Dead Panic is a very solid and well designed game that has two things working against it: complexity and difficulty.
The complexity of the game is ironic, considering how simple Castle Panic is. By the time the game has been going for a while, quite a bit of effort is spent on moving all of the zombies according to the rules and handling fights. The zombie movement rules make sense but aren’t easy to sort out once the horde gains numbers and you’re shuffling around 10 or more zombies. Fights are very straightforward with one or even two zombies, but when you have a stack of seven zombie tokens moving into a single space with a player, it can be tricky to sort out who is attacking, who has already attacked, etc.
It’s certainly not a dealbreaker, but it knocks Dead Panic out of the list of games to break out when your buddies who don’t do tabletop stop by. Having at least one experienced tabletop gamer to manage zombies and kind of play “leader” to help hash out combat scores is highly recommended.
Difficulty is a bit of an issue, but the design of the game is elegant enough to work around it. Playing by the stock rules with two players, each playing one character, winning was almost impossible for me. The cabin walls drop fast, and the game becomes a chase with tall stacks of zombie tokens pursuing fleeing players who are waiting out the appearance of the radio-carrying survivors.
The instructions contain “Less Panic” tips for making variations on the stock rules and easing the burden for players, but I also recommend doing what I do in many tabletop games and simply assign each player in a two-player game more than one character. It’s a bit more of a challenge to keep things straight, but by having four characters instead of two fighting off the undead, your chances for survival literally double.
Those two issues aside, Dead Panic is a wonderful co-op game. It captures the mood of the classic Night of the Living Dead setup. The claustrophobia, the paranoia, the sheer, well, panic. The mood of Dead Panic is dramatically more intense than similar zombie games. You have less time to focus on strategy because the horde is coming very quickly. Games such as Last Night on Earth seem downright leisurely in comparison. Doctor Hannah wouldn’t have time to browse ancient issues of People if he was in Dead Panic. (Watch the epic Last Night on Earth episode of “Tabletop” to learn the tale of Doctor Hannah.)

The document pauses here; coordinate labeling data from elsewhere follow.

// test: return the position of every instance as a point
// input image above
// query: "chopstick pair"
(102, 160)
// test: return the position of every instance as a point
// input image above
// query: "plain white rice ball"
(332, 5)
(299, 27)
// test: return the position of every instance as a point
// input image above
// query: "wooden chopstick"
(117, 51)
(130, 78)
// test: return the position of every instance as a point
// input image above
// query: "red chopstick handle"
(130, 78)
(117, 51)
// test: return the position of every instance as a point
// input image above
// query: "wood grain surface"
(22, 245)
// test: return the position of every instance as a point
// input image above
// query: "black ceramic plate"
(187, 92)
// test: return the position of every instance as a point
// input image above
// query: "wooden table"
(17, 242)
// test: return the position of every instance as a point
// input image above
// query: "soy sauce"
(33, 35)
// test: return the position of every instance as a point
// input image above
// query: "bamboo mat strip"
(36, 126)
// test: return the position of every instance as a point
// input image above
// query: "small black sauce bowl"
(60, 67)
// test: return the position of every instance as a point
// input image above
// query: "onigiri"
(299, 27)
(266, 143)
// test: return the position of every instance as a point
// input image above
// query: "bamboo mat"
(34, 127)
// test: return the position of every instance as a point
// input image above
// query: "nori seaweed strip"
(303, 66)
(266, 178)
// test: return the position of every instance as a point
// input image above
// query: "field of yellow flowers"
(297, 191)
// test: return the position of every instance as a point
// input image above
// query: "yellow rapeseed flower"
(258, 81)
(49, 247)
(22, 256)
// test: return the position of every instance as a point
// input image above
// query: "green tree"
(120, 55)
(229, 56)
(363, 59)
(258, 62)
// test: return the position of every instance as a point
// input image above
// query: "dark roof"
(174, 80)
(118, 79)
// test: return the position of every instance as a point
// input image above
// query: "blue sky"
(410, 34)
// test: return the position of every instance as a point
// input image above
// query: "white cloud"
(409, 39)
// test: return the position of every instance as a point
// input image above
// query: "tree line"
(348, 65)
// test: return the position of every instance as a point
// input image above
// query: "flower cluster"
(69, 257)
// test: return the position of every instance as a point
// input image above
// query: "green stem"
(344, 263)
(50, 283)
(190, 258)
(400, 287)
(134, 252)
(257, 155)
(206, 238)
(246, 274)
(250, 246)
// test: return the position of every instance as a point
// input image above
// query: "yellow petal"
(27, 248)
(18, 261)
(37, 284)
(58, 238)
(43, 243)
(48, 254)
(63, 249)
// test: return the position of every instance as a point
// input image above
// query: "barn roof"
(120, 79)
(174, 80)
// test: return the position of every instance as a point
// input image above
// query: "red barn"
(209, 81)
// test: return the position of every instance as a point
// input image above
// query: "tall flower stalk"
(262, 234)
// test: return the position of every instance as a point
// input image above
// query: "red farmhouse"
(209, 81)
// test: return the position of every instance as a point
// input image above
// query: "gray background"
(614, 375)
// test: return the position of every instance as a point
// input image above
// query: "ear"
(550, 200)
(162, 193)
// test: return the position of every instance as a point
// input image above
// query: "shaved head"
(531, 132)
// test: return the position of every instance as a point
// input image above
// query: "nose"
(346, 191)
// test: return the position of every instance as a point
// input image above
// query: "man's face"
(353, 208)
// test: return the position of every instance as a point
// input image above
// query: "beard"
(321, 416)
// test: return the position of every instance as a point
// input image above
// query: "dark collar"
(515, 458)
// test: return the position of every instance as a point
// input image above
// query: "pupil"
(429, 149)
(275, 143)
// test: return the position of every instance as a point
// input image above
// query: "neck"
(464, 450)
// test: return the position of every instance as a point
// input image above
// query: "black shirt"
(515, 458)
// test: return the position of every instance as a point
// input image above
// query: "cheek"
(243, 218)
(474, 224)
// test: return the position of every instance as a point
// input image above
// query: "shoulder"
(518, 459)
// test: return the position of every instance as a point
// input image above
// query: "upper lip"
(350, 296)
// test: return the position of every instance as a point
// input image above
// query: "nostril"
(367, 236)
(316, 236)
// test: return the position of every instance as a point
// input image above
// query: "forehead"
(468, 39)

Expect your table of players to start sweating fairly early on as plans and strategies get busted by a lack of resources or a particularly fast zombie that breaches the cabin before you can shore up the wall. Bickering might break out as you have to quickly decide which player has to leave the cabin to grab a radio part dropped by a survivor. Worse, if you allow a fellow player to die, expect them to trash talk after they choose the special ways their zombified corpse will turn on them and attack.
As with all Fireside games, the artwork is good quality, hand-drawn comic style. Most game components are cardboard but high quality. The bag to choose zombie tokens from is cloth and drawstring, a nice touch. It’s a nice package.
Despite the high learning curve and tough standard difficulty, Dead Panic is highly recommended. It’s another strong effort from Fireside. Put on some tense horror tunes, invite a few friends over, and get ready for zombie action!